In the case of the embodiment shown in FIG. 5, the two metallic cathodes 3 may alternately generate a vacuum arc discharge by switching by the trigger switch 29, or two metallic cathodes may be used. The cathode 3 may be caused to cause vacuum arc discharge at the same time. The number of metallic cathodes 3 to be provided is not limited to two, but may be one or three.
More than two metallic cathodes 3 may be provided.

[0020]

According to the present invention, a uniform plasma distribution can be obtained on the front surface of the grid electrode for extracting a beam.
The extracted ion beam can be made uniform without deviation.

[Brief description of the drawings]

FIG. 1 is a configuration diagram showing an embodiment of the present invention.

FIG. 2 is a front view of the metallic cathode portion.
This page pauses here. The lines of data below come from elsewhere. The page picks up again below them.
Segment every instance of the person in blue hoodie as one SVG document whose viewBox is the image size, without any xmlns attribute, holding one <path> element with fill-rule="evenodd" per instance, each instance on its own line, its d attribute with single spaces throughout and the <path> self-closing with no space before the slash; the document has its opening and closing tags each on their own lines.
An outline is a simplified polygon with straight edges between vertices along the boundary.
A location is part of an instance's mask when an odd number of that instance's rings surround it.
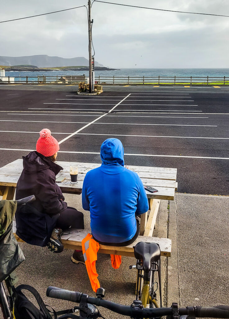
<svg viewBox="0 0 229 319">
<path fill-rule="evenodd" d="M 137 216 L 149 209 L 146 194 L 138 174 L 124 167 L 121 141 L 102 144 L 102 165 L 87 173 L 82 190 L 84 209 L 89 211 L 92 234 L 101 244 L 126 246 L 139 234 Z"/>
</svg>

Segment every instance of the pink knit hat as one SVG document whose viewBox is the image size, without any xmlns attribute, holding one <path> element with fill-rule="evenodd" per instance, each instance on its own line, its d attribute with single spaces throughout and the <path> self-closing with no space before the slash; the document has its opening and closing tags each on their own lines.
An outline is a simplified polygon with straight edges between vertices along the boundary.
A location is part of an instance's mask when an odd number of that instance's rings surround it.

FIG. 3 is a configuration diagram showing another embodiment.

FIG. 4 is a configuration diagram showing another embodiment.
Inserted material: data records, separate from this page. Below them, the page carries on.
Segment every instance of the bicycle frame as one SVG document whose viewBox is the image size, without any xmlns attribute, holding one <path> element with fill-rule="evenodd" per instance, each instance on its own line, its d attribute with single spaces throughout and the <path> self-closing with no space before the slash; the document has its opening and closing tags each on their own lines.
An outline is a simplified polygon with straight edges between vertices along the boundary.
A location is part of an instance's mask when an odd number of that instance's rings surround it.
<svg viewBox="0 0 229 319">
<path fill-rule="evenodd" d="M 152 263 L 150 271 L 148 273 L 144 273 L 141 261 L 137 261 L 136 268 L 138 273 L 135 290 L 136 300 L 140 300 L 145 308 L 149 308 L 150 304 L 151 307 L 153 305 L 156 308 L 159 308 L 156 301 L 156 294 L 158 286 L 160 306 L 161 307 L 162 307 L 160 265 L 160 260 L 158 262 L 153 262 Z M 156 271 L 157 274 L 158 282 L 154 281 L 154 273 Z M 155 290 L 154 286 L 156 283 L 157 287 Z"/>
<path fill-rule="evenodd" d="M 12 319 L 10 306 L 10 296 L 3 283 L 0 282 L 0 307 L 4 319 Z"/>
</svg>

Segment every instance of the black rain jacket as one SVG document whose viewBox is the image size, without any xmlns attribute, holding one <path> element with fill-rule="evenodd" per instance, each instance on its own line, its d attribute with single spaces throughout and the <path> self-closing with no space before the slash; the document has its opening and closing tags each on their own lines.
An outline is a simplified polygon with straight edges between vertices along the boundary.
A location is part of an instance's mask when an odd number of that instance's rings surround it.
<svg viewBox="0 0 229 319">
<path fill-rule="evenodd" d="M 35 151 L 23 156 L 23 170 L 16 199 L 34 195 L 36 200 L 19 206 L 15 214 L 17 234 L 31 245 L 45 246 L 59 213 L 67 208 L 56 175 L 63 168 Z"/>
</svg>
FIG. 5 is a configuration diagram showing another embodiment.

FIG. 6 is an explanatory diagram for explaining the operation.

FIG. 7 is an explanatory diagram for explaining the operation.

FIG. 8 is a sectional view showing a conventional example.

FIG. 9 is a sectional view taken along line AA of FIG. 8;

[Explanation of symbols]

 DESCRIPTION OF SYMBOLS 1 Anode 3 Metallic cathode 12 Acceleration grid 13 Suppressor grid 14 Ground grid 33 Magnetic field

 ──────────────────────────────────────────────────の Continued on the front page (72) Inventor Noriyuki Inuishi 2-3-1, Shinhama, Arai-machi, Takasago-shi, Hyogo Inside Kobe Steel, Ltd. Takasago Works

Claims (2)

[Claims] 1. An ion beam generator in which a vacuum arc discharge is generated between an anode (1) and a plurality of metal cathodes (3) to extract an ion beam. An ion beam generator, wherein a vacuum arc discharge is simultaneously generated in a plurality of metal cathodes (3) at symmetric positions with respect to a source axis A. 2. An ion beam generator wherein an arc beam is alternately generated between an anode (1) and a plurality of metal cathodes (3) to extract an ion beam. The cathode axis B is provided so as to face the center of the grid electrode, and a magnetic field (33) perpendicular to the grid electrode is applied between the anode (1) and the grid electrode. An ion beam generator.